TX1入门教程软件篇-安装TensorFlow(1.0.1)
TX1入门教程软件篇-安装TensorFlow(1.0.1)
说明:
- 介绍如何在TX1上安装TensorFlow 1.0.1版本,1.0版本以上可以支持更多功能实现。
准备:
- 利用Jetpack安装如下:
- L4T 24.2.1 an Ubuntu 16.04 64-bit variant (aarch64)
- CUDA 8.0
- cuDNN 5.1.5
- TensorFlow安装需要用到CUDA和cuDNN
- TensorFlow占用比较多空间,TX1通常空间不足,最好增加64G+的U盘作为root分区启动,增加交换分区大小为8G+
安装:
- 安装Java:
sudo add-apt-repository ppa:webupd8team/java
sudo apt-get update
sudo apt-get install oracle-java8-installer
- 安装依赖,(使用Python 2.7)
sudo apt-get install zip unzip autoconf automake libtool curl zlib1g-dev maven -y
sudo apt-get install python-numpy swig python-dev python-pip python-wheel -y
- 安装Bazel(0.5.0版本)
wget https://github.com/bazelbuild/bazel/releases/download/0.4.5/bazel-0.4.5-dist.zip
- 解压,进入
cd bazel-0.4.5-dist
- 修改:
vim src/main/java/com/google/devtools/build/lib/util/CPU.java
- 其中28行:ARM("arm", ImmutableSet.of("arm","armv7l"))

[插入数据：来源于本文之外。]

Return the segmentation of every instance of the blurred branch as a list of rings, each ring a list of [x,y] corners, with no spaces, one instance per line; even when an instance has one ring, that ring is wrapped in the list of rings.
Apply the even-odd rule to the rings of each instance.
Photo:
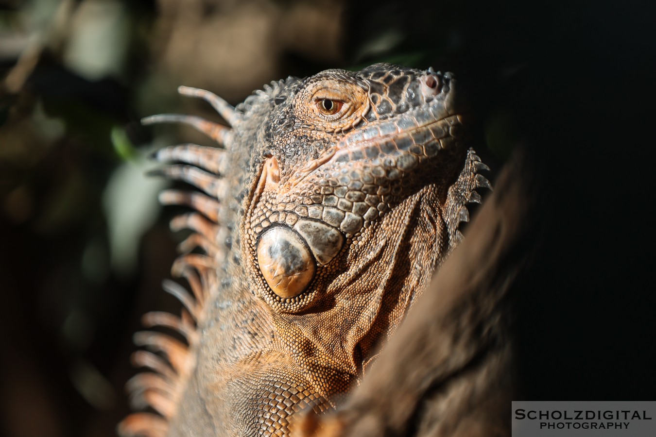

- 修改为:ARM("arm", ImmutableSet.of("aarch64", "arm","armv7l"))
- 编译:
./compile.sh
- 复制到系统bin目录:
sudo cp output/bazel /usr/local/bin
创建swap文件
- 创建8G swap文件:
fallocate -l 8G swapfile
- 修改权限
chmod 600 swapfile
- 创建swap区
mkswap swapfile
- 激活
swapon swapfile
- 确认
swapon -s
安装TensorFlow
- 克隆
git clone https://github.com/tensorflow/tensorflow.git
- checkout 新版本
cd tensorflow
git checkout v1.0.1
- 修改:
tensorflow/stream_executor/cuda/cuda_gpu_executor.cc
- 找到:
static int TryToReadNumaNode(conststring &pci_bus_id,intdevice_ordinal)
- 添加:
#if defined(__APPLE__)
#ifdef __aarch64__
LOG(INFO) << "ARM64 does not support NUMA - returning NUMA node zero";
return 0;
#elif defined(__APPLE__)
- 增加头文件
sudo cp /usr/include/cudnn.h /usr/lib/aarch64-linux-gnu/include/cudnn.h
- 编译:
./configure
- 配置:
ubuntu@tegra-ubuntu:~/tensorflow$ ./configure
Please specify the location of python. [Default is /usr/bin/python]: /usr/bin/python2.7
Please specify optimization flags to use during compilation [Default is -march=native]:
Do you wish to use jemalloc as the malloc implementation? (Linux only) [Y/n] y
jemalloc enabled on Linux
Do you wish to build TensorFlow with Google Cloud Platform support? [y/N] n
No Google Cloud Platform support will be enabled for TensorFlow
Do you wish to build TensorFlow with Hadoop File System support? [y/N] n
No Hadoop File System support will be enabled for TensorFlow
Do you wish to build TensorFlow with the XLA just-in-time compiler (experimental)? [y/N] y
XLA JIT support will be enabled for TensorFlow
Found possible Python library paths:
/usr/local/lib/python2.7/dist-packages
/usr/lib/python2.7/dist-packages
Please input the desired Python library path to use. Default is [/usr/local/lib/python2.7/dist-packages]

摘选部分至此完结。